Le problème, c’est que la stratégie de Sarkozy est risquée. En transformant le président de la république en fantôche, c’est l’institution clé de la Ve République que Sarkozy piétine, alors qu’il réclame pour lui-même la plus haute charge. Rien donc n’est encore joué. Sarkozy joue à l’homme fort, mais il apparaît comme un aventurier et il peut fort bien apprendre à ses dépens que la roche tarpéïenne est proche du Capitole.

De son côté la direction du PS a fait ce qu’elle a pu pour consolider les institutions branlantes de la Ve République. L’inversion du calendrier électoral voulue par Jospin — et qui est une des causes de sa défaite — avait pour but d’éviter les situations de cohabitation en faisant de l’élection des députés le simple prolongement de celle du Président. On renforçait ainsi symboliquement le caractère croupion du parlement sous la Ve République et on essayait de faire un pas de plus vers l’abolition de toute séparation des pouvoirs. Jospin savait parfaitement ce qu’il faisait et pensait en profiter, c’est-à-dire être le nouveau Bonaparte de gauche. Il avait tout prévu sauf la défection massive de l’électorat socialiste traditionnel.

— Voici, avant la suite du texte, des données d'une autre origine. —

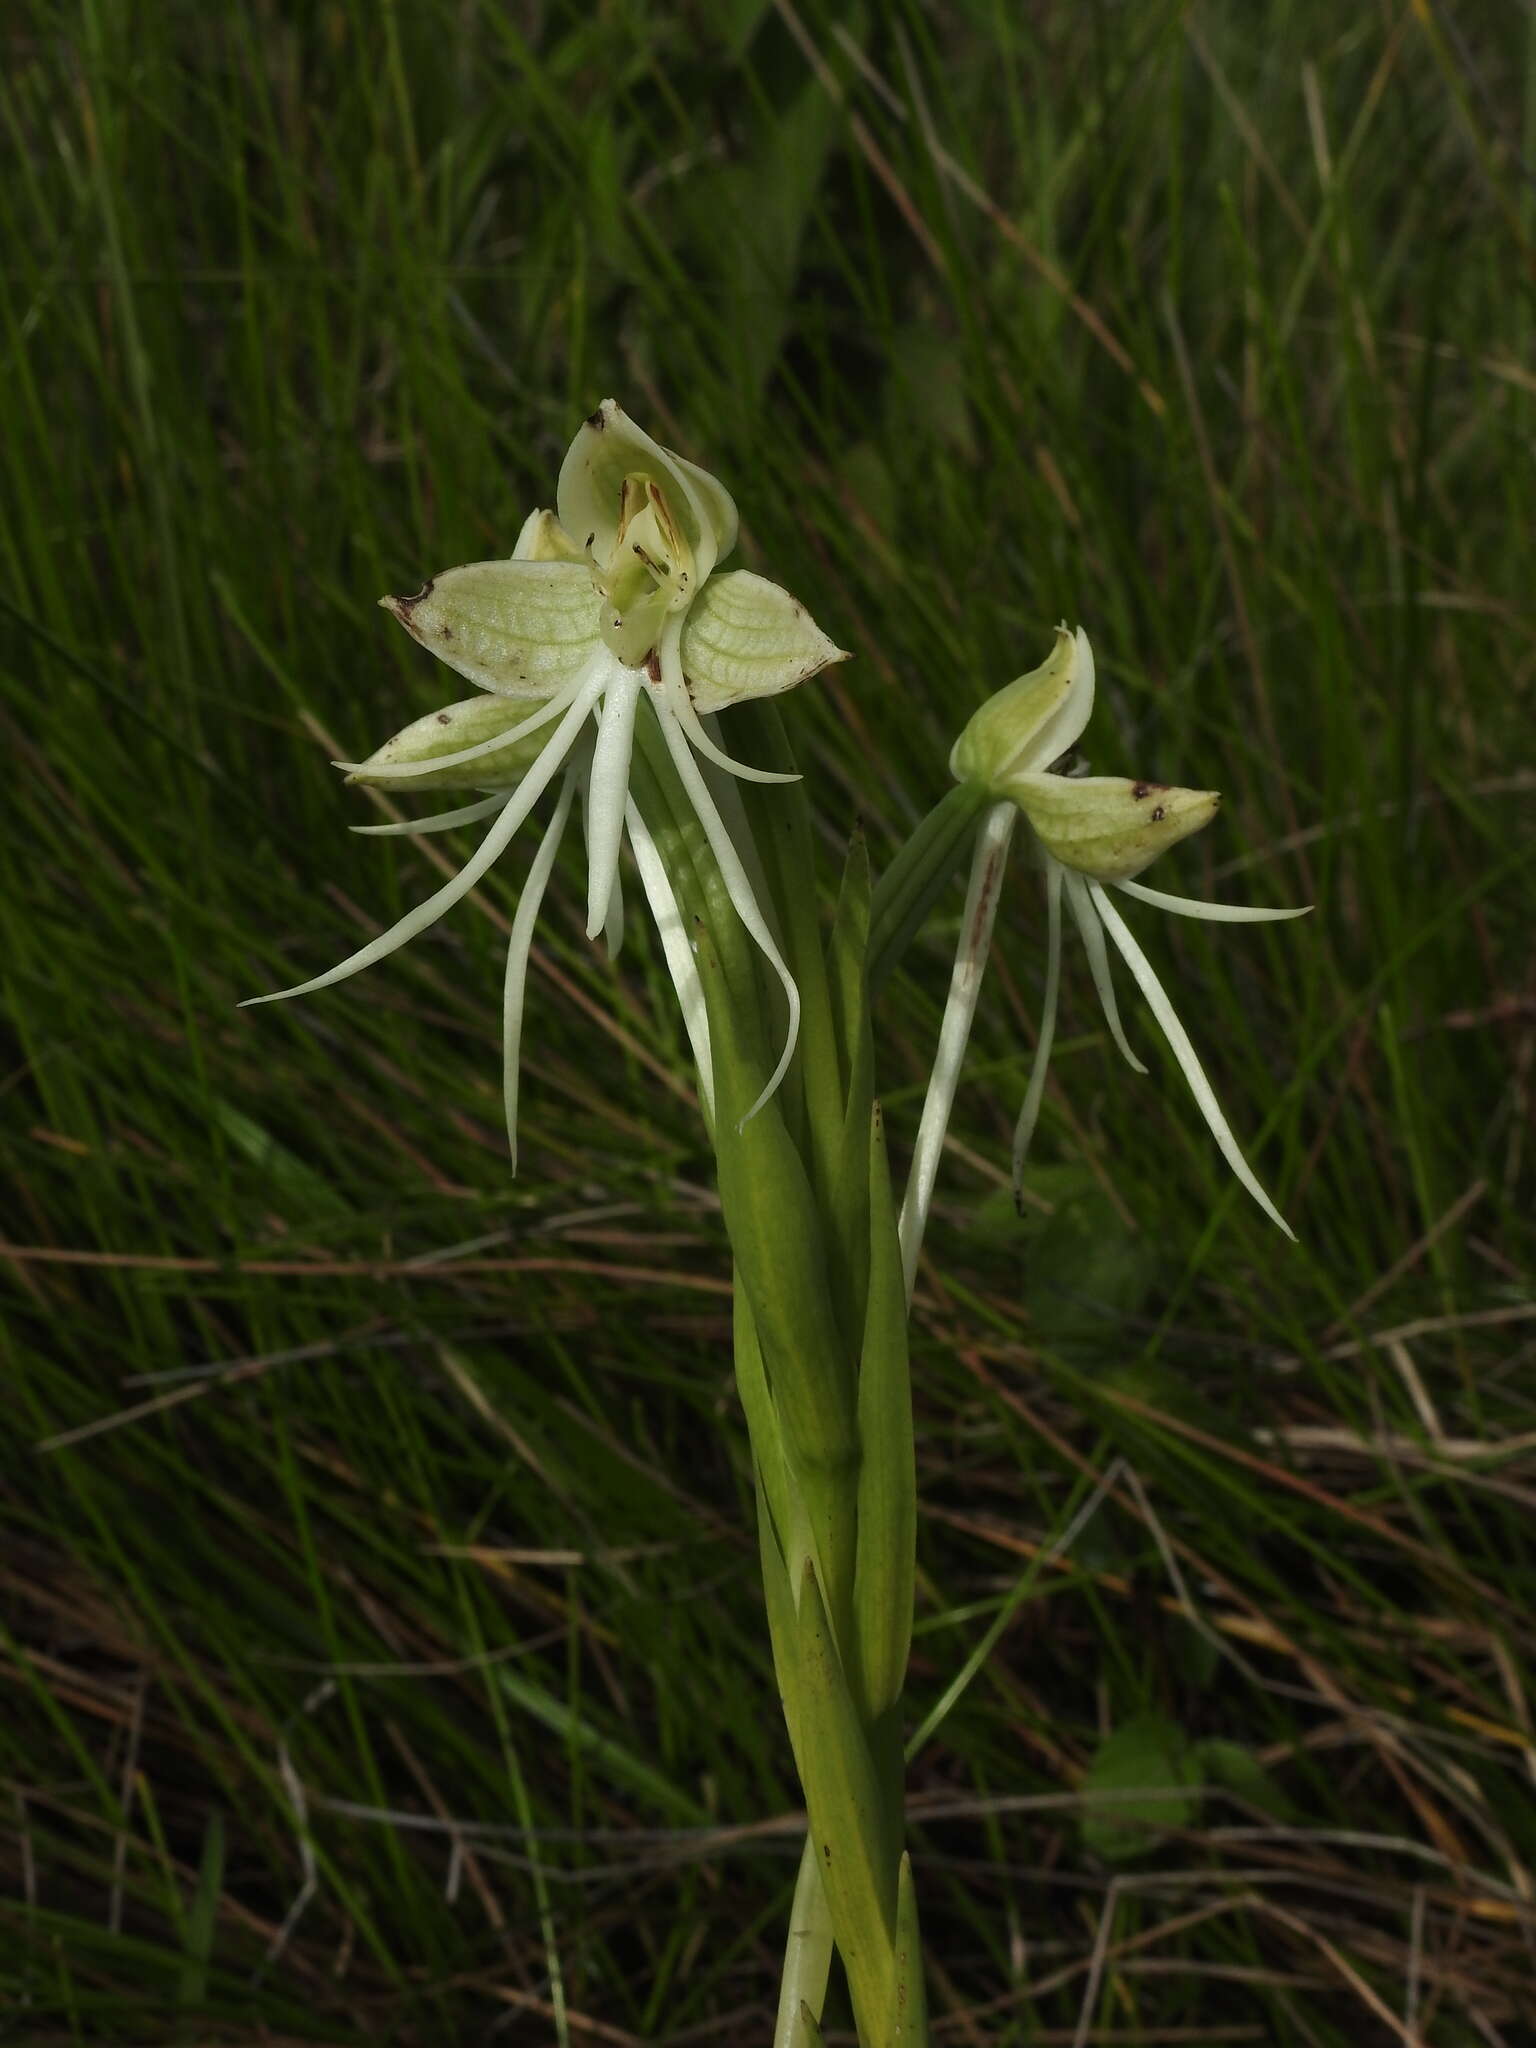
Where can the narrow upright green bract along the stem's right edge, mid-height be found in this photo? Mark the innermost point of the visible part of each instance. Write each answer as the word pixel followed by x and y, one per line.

Quand Villepin décide de gouverner par ordonnances, les dirigeants du PS font mine de s’indigner. C’est pourtant une des dispositions majeures de la Constitution, une de celles qui expriment le plus clairement la nature du régime et c’est aussi une disposition qu’ils n’ont jamais pensé sérieusement à abroger — en dépit de quelques vagues promesses — pour la simple raison qu’ils en également usé et abusé.

Le refus de Chirac de tirer les conséquences du désaveu populaire marque une nouvelle étape de la décomposition de la Ve République. Si l’on n’y met pas bon ordre, l’évolution envisageable conduit au chaos ou/et à la mise en place d’un nouveau régime, autoritaire et policier, un régime libéral sur le plan économique mais où toutes les libertés fondamentales seront placées sous contrôle de l’exécutif.

De cette analyse, il découle quelques conclusions :

- la gauche, si elle veut encore exister, doit mettre à son agenda une profonde réforme des institutions, axée 1° sur la restauration des prérogatives du Parlement et 2° sur la séparation des pouvoirs.

- ceux qui ont fait campagne avec Sarkozy pour le "oui" et qui défendent des options économiques et sociales proches ("la concurrence libre et non faussée") ne sont évidemment pas les mieux placés pour mener la bataille qui vient pour la défense des libertés républicaines.

- Un des axes de la bataille de Sarkozy est l’alliance avec les cléricaux de tous poils, chrétiens autant que musulmans. C’est dire l’enjeu de la bataille laïque dont quelques épisodes dévraient se jouer à l’automne prochain à l’occasion de la commémoration du centenaire de la loi de 1905.